Parvathamma had also recalled when nearly after nine years of their marriage, Shivaraj Kumar was born in Madras, both Dr. Raj and his brother Varadappa woke up all the kannada artists sleeping in the studio at midnight, and went on distributing sweets till early morning!

In 2009, at the inauguration of ‘Fortis Hospital’ in Sheshadripuram, I met Pravathamma, when she affectionately asked me “Be seated with me only!” Later on, she invited me home the coming week, requesting me to bring my published English article on Dr. Raj and her narration, along with copies of the photos I had used from Deccan Herald Library. She also expressed the desire to meet my son Yashas, who was in 3 rd year MBBS at that time. We went to her Sadashivnagar residence, along with copies of enlarged colour photos and laminated copy of the published article and Parvathamma gave me the brochures of her charitable organisation for destitute women - “Shakti Dhama” in Mysore. (I have become a donor for ‘Shaktidhama’ since 2009). We were served with snacks and tea, Raghavendra’s wife gave me yele adike.

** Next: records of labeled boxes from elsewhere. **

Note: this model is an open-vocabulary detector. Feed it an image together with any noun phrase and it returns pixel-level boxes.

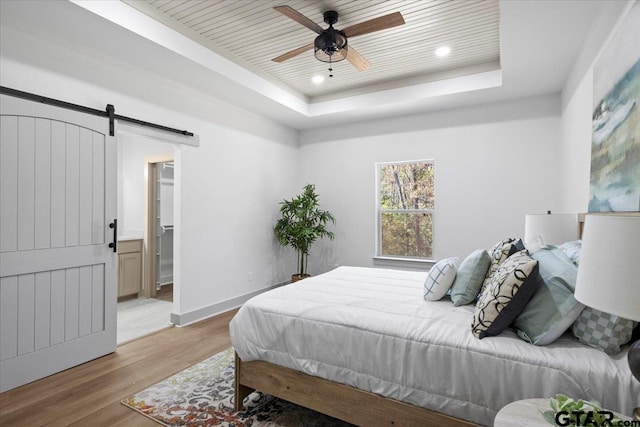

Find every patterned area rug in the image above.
[122,348,351,427]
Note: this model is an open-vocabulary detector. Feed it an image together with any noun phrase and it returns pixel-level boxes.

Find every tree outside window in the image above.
[376,160,435,258]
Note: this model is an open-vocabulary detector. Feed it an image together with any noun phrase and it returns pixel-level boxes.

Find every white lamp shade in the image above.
[575,215,640,322]
[524,214,578,245]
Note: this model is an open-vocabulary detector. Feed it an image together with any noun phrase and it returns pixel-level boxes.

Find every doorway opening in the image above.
[117,133,176,345]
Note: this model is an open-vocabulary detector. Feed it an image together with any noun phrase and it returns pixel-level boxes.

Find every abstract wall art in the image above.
[588,3,640,212]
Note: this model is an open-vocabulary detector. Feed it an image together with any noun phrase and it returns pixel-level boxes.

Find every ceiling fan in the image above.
[272,6,404,77]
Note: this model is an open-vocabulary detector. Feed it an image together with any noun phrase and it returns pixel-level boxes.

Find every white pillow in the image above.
[424,258,458,301]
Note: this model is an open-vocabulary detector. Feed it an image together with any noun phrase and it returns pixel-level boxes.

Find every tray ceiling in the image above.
[126,0,500,102]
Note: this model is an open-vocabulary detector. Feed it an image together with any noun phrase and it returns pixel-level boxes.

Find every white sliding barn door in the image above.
[0,95,117,391]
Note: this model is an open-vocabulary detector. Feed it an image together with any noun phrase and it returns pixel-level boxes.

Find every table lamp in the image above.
[524,211,578,245]
[575,213,640,420]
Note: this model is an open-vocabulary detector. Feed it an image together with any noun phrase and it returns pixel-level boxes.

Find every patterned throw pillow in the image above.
[571,307,637,354]
[451,249,491,306]
[471,250,540,339]
[480,238,524,292]
[424,258,458,301]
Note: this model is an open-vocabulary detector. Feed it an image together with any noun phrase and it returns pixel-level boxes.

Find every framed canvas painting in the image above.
[589,3,640,212]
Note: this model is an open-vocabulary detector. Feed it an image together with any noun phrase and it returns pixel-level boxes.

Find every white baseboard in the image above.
[171,281,291,326]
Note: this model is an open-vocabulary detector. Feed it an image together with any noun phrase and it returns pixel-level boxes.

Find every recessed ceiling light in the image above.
[436,46,451,58]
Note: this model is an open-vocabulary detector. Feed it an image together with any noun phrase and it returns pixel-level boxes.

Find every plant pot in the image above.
[291,274,311,283]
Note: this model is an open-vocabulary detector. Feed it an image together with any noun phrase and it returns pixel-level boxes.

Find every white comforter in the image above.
[229,267,640,425]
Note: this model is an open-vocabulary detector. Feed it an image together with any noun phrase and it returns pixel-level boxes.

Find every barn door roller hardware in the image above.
[0,86,193,136]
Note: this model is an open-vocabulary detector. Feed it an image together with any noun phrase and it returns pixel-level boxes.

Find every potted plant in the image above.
[274,184,336,282]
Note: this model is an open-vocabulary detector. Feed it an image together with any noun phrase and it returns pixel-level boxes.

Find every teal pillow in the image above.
[513,246,584,345]
[451,249,491,306]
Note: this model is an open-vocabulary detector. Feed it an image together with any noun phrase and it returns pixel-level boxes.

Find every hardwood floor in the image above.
[0,310,237,426]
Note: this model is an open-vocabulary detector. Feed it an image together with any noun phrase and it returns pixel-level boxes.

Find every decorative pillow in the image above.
[471,250,540,339]
[524,235,547,255]
[451,249,491,306]
[424,258,458,301]
[513,246,584,345]
[560,240,582,265]
[481,239,524,292]
[571,307,637,354]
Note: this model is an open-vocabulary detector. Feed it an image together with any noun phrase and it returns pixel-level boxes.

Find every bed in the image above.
[230,267,640,426]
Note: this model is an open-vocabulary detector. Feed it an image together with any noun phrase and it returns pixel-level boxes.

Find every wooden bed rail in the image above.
[235,353,475,427]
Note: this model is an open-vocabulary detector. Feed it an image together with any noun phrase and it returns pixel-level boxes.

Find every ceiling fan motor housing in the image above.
[313,10,347,62]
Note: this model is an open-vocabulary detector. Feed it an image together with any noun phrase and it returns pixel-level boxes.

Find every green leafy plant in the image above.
[274,184,336,277]
[542,394,621,426]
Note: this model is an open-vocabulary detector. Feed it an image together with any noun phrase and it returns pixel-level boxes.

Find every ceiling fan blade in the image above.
[347,46,371,71]
[342,12,404,37]
[272,43,313,62]
[274,6,324,34]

Twenty seven years back, I was eight months pregnant, and I had lost my mother a year earlier. Parvathamma had invited me and my husband for Dr Raj’s 60th birthday and traditionally gave me green bangles to wear, after ‘filling my madilu’ with fruits, blouse piece, flowers and arisina kumkum!
Akkavaru, the determined ‘Vajreshwari’,  has now gone to join her legendary husband!.